HEALTHCARE IS GOOD WHEN MARKET ISN'T ... Chart 4 is exactly the same as Chart 3. Except that it goes back six years. The weekly bars show the S&P 500. The green line is the ratio of the Healthcare SPDR (XLV) divided by the S&P 500. Their inverse correlation is even more striking during the bear market of 2000-2002 and the bull market that started in early 2003. The first green circle shows the XLV/SPX ratio turning up in the second half of 2000 as the S&P entered a major bear market. That means that defensive money moved into healthcare and did relatively well. The red circle shows the ratio turning down in the spring of 2003 as the S&P 500 began its cyclical bull market. Healthcare under performed the S&P for the next two years and money moved to more aggressive market groups. The last green circle shows the XLV/SPX ratio turning up for the first time in two years. The ratio line provides us with two useful pieces of information. Not only does it tell us when healthcare is in or out of favor. The direction of the ratio tells us something about the market itself. When defensive stocks move into a leadership role, that's the market's way of warning us that its cyclical bull run is probably over.

Chart 4


TODAY'S HEALTHCARE LEADERS ... The next three healthcare stocks are all achieving upside breakouts today. Caremark is breaking through its January high on rising volume. Humana is also hitting a new high. Genzyme broke out late last week on rising volume and is up again today.
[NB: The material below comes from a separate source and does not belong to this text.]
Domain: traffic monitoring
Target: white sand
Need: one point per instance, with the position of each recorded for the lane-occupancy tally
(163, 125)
That's giving a boost to the biotech group which has been a healthcare laggard but is starting to gain some traction.

Chart 5

Chart 6

Chart 7


BIOTECH GROUP JOINING HEALTHCARE RALLY ... The biotech group is finally starting to show signs of life, which is reflected in a rising Biotechnology Index (BTK). The BTK is trading at a three-month high and is over its moving average lines. Its relative strength line has been rising since March. That shows new leadership by the group. That suggests that some healthcare money is finally moving into the group. The weekly bars in Chart 9 also paint a positive picture. The two converging trendlines starting over a year ago have the look of a bullish "symmetrical triangle". Notice also that the weekly MACD lines (and histogram) have just turned positive. That should give an additional boost to the healthcare sector. I've been asked several times lately where to put some money in an uncertain market. My sector favorite right now is healthcare.